198話 修学旅行前日
「なんだかあっという間だったね」
「葵、忘れ物ないか? ちゃんと確認しておかないと困るぞ」
「分かってる分かってるよ。ちゃんとしおり見てるもん」
早いものでもう明日は修学旅行。今はわかると思うけど今一度荷物に不足がないか調べてるところ。
旅行あるあるで何回も確認して大丈夫だと思ったのにいざ行ってみると何か忘れてるパターン。最悪どこかで買えばいい話だけどやっぱりお金は大切にしたい。
たぶん京都に着いたら欲しいものたくさん買ってしまうんだろうけど要らないもの買うのはやっぱりアウト。
「お金は〜これくらい〜」
葵の封筒に入っていた金額は学校がいっていた金額の2倍。おいおいおい。大丈夫?
「あ、祐くん生徒会長なったからって規則バリバリに守っちゃうの?」
封筒をギュッと握り締めてお金は絶対持っていくよと意思表示する葵。
「いや、俺は生徒会長だけどそういうことは言わないから。なんなら俺もそれくらい持って行くし」
学校は目安としての金額を表示しただけで上限とかはいってない。もしものことを考えると多めに持っていって悪いことはない。うん。そうだよね?

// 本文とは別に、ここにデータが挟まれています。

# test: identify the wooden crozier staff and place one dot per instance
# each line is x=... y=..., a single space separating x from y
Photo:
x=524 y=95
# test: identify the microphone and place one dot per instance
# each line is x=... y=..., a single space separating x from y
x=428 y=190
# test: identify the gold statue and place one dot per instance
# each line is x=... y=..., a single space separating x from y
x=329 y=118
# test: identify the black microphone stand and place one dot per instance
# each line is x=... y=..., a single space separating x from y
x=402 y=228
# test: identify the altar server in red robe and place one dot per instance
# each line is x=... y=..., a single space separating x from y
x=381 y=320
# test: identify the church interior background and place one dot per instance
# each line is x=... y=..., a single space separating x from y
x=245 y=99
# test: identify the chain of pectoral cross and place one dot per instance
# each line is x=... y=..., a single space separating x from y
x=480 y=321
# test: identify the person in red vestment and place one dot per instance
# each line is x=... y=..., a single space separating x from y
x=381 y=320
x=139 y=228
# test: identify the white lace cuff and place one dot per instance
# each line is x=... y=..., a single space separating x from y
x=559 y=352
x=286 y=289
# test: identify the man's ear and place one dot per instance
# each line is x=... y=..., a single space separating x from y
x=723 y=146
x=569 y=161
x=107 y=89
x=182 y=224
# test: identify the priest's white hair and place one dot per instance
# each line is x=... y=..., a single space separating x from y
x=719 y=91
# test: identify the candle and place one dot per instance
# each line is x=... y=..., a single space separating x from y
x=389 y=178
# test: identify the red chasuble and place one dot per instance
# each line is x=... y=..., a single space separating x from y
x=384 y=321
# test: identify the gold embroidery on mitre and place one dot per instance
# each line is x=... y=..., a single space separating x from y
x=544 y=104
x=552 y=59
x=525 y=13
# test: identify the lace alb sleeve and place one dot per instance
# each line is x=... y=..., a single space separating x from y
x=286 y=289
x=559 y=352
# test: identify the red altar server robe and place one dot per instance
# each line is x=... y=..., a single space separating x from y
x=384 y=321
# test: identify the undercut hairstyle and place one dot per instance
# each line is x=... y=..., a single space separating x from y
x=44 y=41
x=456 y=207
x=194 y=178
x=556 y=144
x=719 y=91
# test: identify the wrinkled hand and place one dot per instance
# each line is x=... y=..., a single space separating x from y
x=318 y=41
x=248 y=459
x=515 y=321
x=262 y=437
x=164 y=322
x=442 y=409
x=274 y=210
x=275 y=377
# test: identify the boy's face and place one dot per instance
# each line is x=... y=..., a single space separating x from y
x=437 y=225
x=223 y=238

「やっぱりそうだよね。みんなたくさん持って行くっていってたもん。それにしても楽しみ。晴れるといいなぁ」
「天気予報見たけど俺たちが行く日にちは雨は降らないって。絶好の修学旅行日和だな」
「それは最高! よし、最終確認も終わったところで…」
「ところで?」
ところでまで言った葵がそのまま勢いよく抱きついてきた。
「祐くんチャージ!」
「なにそれ初めて聞いたんだけど」
葵はそのまま俺の胸にギューっと顔を埋めたりすりすりしたりしてくる。ちょっとくすぐったい。
「明日からは祐くんと一緒にいてもあんまりイチャイチャできないからさ。ホテルでも離れ離れで夜一緒に寝ることも出来ないし」
当たり前だ。基本的に男女は別々。ちょっとムスッとした感じの葵だけどこれは葵がもうこう言ったところで絶対に変わらない。もはや不変の真理。
「だからこうして今のうちにチャージしておくの。でも私って祐くんエネルギーの燃費悪いからすぐにくっついちゃいそう」
「そうなったらどうするのさ。今回ばかりはなかなか会えないぞ。ホテルなら」
と、言いつつ俺も大丈夫かわからないんだけど。
「もしもの時は抜け出しちゃう?」
「いや、それ後でバレたら俺たち自由時間無くなるぞ?」
「それはダメ! たくさんプラス考えたんだもん!」
ならもう我慢だな。しばらくは一緒にいるってことで納得しておく。一緒にいる時間はいつもと変わらないから。
とかいろいろ考えてたらやっぱり修学旅行楽しみになってきた。